Cité par Victor Schoelcher : Des Colonies Françaises. pp. 105-106.
LES NÈGRES MARRONS DE LA MONTAGNE NOIRE
Il y avait un grand nombre de nègres marrons ou fugitifs, qui s’étaient retirés en un endroit appelé la Montagne Noire. On disait qu’ils étaient bien au nombre de six à sept cents hommes et femmes ; que tous les hommes étaient armés ; qu’ils avaient escarpé les endroits accessibles, par lesquels on pouvait aller à eux pour les attaquer ; qu’ils avaient fait des abatis d’arbres et des retranchements, où ils faisaient une garde exacte pour n’être point surpris. On parlait, dans le temps que j’étais à Saint-Domingue, d’assembler des gens de bonne volonté pour les aller enlever; mais personne ne se présentait pour cette expédition, où il ne paraissait que des coups à gagner, et peu de profit à faire. Ceux qui auraient pu l’entreprendre étaient seulement les chasseurs ou les boucaniers, qui fréquentent ces endroits, et qui en savent tous les chemins et les défilés ; mais ces mêmes chasseurs ne se souciaient pas de réduire ces nègres, parce qu’ils trouvaient leur compte avec eux. Ils leur fournissaient des chevaux marrons, des cuirs et des viandes boucanés à un prix fort bas, et prenaient en échange de la poudre, des balles, des armes, des toiles et autres choses dont ils avaient besoin, que ces chasseurs leur survendaient excessivement.

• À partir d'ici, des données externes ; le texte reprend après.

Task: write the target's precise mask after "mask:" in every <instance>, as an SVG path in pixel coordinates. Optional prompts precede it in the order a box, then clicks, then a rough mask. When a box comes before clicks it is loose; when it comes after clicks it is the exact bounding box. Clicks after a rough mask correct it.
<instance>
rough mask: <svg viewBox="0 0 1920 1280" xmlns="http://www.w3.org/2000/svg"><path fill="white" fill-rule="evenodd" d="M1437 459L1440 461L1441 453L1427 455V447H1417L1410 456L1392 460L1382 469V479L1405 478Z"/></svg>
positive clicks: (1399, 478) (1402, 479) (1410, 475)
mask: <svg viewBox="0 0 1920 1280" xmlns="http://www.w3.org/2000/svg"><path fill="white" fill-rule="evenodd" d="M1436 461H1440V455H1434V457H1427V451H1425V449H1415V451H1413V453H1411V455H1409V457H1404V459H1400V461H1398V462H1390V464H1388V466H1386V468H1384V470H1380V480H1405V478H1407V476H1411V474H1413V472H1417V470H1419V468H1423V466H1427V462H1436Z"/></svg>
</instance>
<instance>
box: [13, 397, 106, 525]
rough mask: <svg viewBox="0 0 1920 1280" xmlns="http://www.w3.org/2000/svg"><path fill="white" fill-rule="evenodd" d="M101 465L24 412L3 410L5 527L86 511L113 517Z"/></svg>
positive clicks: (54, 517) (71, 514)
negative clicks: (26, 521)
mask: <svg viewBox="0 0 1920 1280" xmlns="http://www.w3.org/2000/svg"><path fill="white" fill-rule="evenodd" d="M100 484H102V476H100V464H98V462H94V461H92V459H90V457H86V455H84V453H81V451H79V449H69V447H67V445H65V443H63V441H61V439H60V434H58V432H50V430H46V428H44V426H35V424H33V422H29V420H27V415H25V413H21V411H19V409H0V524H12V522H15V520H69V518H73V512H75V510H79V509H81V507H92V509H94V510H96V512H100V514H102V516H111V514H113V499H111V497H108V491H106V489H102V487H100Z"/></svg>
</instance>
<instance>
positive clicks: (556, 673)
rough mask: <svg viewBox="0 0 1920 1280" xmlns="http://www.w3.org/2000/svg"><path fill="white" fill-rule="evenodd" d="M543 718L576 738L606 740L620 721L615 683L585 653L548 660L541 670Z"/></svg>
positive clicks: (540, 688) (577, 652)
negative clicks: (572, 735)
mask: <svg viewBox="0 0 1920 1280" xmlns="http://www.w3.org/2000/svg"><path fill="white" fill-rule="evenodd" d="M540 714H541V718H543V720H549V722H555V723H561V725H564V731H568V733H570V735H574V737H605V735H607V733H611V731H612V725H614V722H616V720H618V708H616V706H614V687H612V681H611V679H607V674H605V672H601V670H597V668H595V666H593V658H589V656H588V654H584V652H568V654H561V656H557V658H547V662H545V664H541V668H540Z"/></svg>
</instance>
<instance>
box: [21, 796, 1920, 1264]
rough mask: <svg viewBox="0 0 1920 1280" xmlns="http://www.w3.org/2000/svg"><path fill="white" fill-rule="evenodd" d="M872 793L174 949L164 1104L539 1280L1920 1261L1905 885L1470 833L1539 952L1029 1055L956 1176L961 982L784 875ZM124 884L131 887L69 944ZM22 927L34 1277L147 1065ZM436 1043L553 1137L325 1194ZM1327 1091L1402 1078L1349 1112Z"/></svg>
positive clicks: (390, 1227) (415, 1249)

Quoique ce trafic fut secret, il n’a pas laissé de venir à ma connaissance : et comme il y est venu, il a pu venir à celle de bien d’autres. En effet, on était persuadé, et on en murmurait hautement. Cela obligea enfin les chasseurs, pour effacer l’idée qu’on avait de leur peu de fidélité, d’offrir d’aller à cette expédition à compagnon bon lot, à la manière de la Flibuste ; c’est-à-dire que ceux qui seraient pris seraient partagés entre les preneurs, et que pour sûreté des estropiés, les habitants s’obligeraient solidairement à leur récompense. On ne voulut point accepter ces conditions, parce que tout le profit aurait été tout entier pour les chasseurs. Ainsi la chose en demeura là. Il me semble qu’on aurait dû partager le différend en deux, afin de chasser les nègres marrons de cet asile, qui est d’un exemple pernicieux pour les autres esclaves.
Père Labat : Nouveau voyage… t. IV, pp. 119-120.